La chanson de Georges Brassens pour l'Auvergnat sert de contrepied à notre réflexion de départ sur The Caretaker ; il va falloir faire fi de tout réalisme social pour mesurer l'effet proprement théâtral d'une telle pièce. Nous sommes loin de la dialectique brechtienne, voire de la catharsis aristotélicienne, dans la façon de traiter le sujetmoral. Avec The Caretaker, il s'agit tout d'abord d'envisager la "scène" comme un espace sans véritable drame, où tout est jeu. La scène s'interprète par opposition au théâtre et au public ; elle représente l'espace total au sens lévinassien du terme ; dans la préface à son ouvrage capital Totalité et Infini, Emmanuel Lévinas écrit «On conviendra aisément qu'il importe au plus haut point de savoir si nous ne sommes pas dupes de la morale » ((Cf. Lévinas, Totalité et Infini. La Haye, Martinus Nijhoff 1971 (édition originale). Livre de Poche, p5. )). L'être « total » se révèle comme jeu de guerre. Lévinas poursuit :

Mais la violence ne consiste pas tant à blesser et à anéantir, qu'à interrompre la continuité des personnes, à leur faire jouer des rôles où elles ne se retrouvent plus, à leur faire trahir, non seulement des engagements, mais leur propre substance, à faire accomplir des actes qui vont détruire toute possibilité d'acte ((Ibid., p6.)).

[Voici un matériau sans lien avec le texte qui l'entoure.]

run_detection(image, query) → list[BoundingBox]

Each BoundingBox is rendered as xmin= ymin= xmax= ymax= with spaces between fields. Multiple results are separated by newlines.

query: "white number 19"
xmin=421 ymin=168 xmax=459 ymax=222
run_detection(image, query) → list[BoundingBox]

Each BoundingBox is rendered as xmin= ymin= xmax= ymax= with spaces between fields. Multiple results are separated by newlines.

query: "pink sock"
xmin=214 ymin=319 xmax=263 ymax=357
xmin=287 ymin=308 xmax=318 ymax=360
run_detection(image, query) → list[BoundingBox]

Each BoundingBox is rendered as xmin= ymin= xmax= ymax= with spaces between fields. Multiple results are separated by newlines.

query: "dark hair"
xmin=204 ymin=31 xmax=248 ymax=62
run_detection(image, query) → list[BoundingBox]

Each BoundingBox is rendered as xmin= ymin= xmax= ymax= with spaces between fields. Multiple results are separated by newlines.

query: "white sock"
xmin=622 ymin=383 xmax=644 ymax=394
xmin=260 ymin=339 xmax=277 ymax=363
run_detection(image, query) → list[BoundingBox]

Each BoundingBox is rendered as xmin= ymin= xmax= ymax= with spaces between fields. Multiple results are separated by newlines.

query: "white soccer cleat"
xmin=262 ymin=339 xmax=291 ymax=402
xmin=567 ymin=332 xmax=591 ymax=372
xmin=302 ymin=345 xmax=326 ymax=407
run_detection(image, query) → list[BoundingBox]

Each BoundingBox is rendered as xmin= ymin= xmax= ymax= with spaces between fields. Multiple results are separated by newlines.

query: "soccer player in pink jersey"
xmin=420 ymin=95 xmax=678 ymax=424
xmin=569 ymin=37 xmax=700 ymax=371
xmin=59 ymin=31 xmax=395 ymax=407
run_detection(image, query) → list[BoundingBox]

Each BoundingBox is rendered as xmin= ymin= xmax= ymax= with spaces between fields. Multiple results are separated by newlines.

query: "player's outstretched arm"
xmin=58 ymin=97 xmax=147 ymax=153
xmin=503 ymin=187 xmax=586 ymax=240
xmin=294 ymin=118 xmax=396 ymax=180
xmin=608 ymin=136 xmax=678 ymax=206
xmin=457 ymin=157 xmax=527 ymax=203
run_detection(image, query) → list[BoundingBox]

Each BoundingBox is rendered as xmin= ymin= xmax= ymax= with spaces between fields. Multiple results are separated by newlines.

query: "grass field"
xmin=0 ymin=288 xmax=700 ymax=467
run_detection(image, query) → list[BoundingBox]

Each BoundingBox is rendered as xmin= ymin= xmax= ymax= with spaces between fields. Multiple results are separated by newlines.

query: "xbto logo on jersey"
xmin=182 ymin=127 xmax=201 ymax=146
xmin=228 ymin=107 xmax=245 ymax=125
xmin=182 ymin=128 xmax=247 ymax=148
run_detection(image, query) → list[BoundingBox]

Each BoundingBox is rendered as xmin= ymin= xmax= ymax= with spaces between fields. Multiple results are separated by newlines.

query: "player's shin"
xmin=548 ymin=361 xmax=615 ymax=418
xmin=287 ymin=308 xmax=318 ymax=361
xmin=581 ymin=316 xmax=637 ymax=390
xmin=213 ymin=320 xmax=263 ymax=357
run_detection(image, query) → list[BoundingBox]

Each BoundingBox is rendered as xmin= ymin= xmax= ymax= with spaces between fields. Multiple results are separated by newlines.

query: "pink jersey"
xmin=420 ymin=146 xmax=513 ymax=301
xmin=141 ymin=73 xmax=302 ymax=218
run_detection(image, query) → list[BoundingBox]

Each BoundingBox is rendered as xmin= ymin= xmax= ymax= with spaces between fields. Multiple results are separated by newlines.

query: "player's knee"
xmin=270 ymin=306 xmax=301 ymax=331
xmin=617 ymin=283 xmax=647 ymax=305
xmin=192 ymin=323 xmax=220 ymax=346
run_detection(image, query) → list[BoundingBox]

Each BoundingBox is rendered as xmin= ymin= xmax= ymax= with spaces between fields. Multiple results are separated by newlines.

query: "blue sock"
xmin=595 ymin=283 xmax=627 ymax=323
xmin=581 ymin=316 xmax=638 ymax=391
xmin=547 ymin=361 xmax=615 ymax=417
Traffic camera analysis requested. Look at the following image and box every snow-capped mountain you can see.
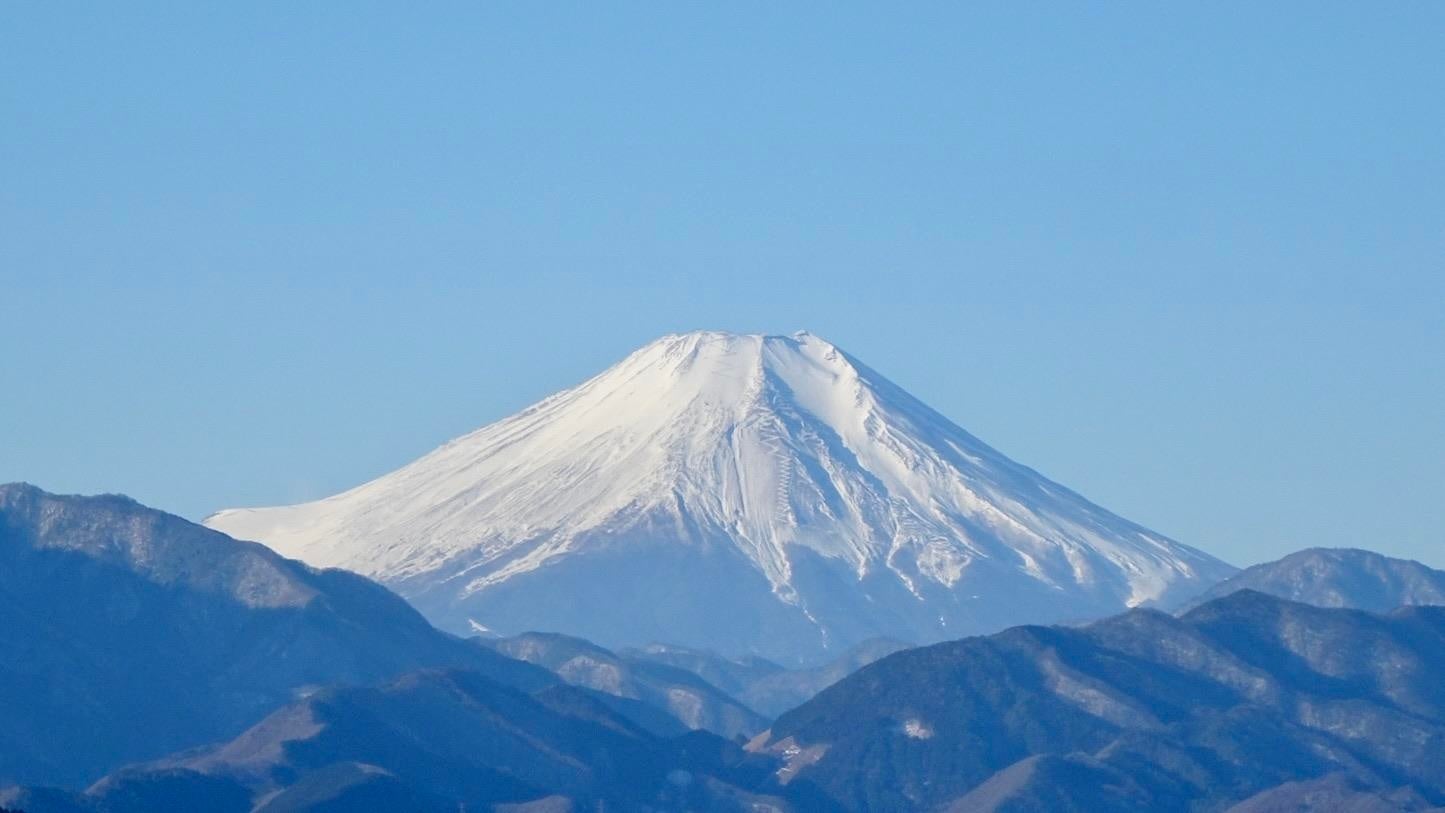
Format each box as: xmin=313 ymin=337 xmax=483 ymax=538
xmin=207 ymin=332 xmax=1234 ymax=661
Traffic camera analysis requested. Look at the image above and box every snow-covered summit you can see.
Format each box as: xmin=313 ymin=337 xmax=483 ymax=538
xmin=207 ymin=332 xmax=1233 ymax=660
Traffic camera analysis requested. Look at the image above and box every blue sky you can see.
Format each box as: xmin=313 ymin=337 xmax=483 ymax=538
xmin=0 ymin=3 xmax=1445 ymax=566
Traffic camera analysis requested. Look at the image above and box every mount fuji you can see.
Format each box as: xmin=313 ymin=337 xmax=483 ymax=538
xmin=205 ymin=332 xmax=1234 ymax=663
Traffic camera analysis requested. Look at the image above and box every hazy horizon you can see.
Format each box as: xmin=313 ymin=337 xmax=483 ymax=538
xmin=0 ymin=4 xmax=1445 ymax=568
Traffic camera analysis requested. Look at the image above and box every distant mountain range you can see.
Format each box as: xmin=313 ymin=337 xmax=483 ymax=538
xmin=751 ymin=591 xmax=1445 ymax=812
xmin=1185 ymin=547 xmax=1445 ymax=612
xmin=0 ymin=485 xmax=1445 ymax=813
xmin=205 ymin=332 xmax=1234 ymax=666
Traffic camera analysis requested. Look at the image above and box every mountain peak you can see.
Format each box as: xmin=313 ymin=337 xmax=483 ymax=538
xmin=207 ymin=331 xmax=1231 ymax=658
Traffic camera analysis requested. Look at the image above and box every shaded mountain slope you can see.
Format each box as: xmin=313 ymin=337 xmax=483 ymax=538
xmin=10 ymin=670 xmax=785 ymax=813
xmin=0 ymin=484 xmax=555 ymax=786
xmin=751 ymin=591 xmax=1445 ymax=810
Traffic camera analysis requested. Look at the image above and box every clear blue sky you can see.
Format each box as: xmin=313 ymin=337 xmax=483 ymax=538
xmin=0 ymin=1 xmax=1445 ymax=566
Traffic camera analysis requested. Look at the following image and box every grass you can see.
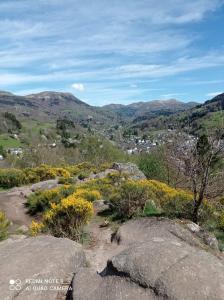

Certes, selon l'intrigue, un étranger (Aston) recueille un vieillard sans-abri (Davies) chez lui, mais sur scène, il n'y a ni abri, ni étranger, ni vieillard. La chanson de Brassens pour l'Auvergnat en perd tout son sens. La scène, comme le Grenouille de Süskind, n'éprouve rien. Elle n'est le lieu d'aucune passion, d'aucune différence, d'aucun différentiel ; dans cet empire du « Même » règnent l'indifférence et la cruauté - la scène pintérienne se révèle fondamentalement totalitaire comme vont le dévoiler les pièces qui vont suivre Mountain Language, The Hothouse, Ashes to Ashes, The New World Order, Precisely, pour n'en citer que quelques unes. De fait, la scène n'est pas le miroir d'une réalité qui pourrait se représenter comme on dessine un paysage. Espace vide, elle se maquille volontiers de fantômes, d'esprits, et d'illusions de toutes sortes. Loin du « kitchen-sink drama » des années 60, la scène totale de Pinter se rapproche davantage d'un Buzzati, d'un Kafka ou d'un Borges.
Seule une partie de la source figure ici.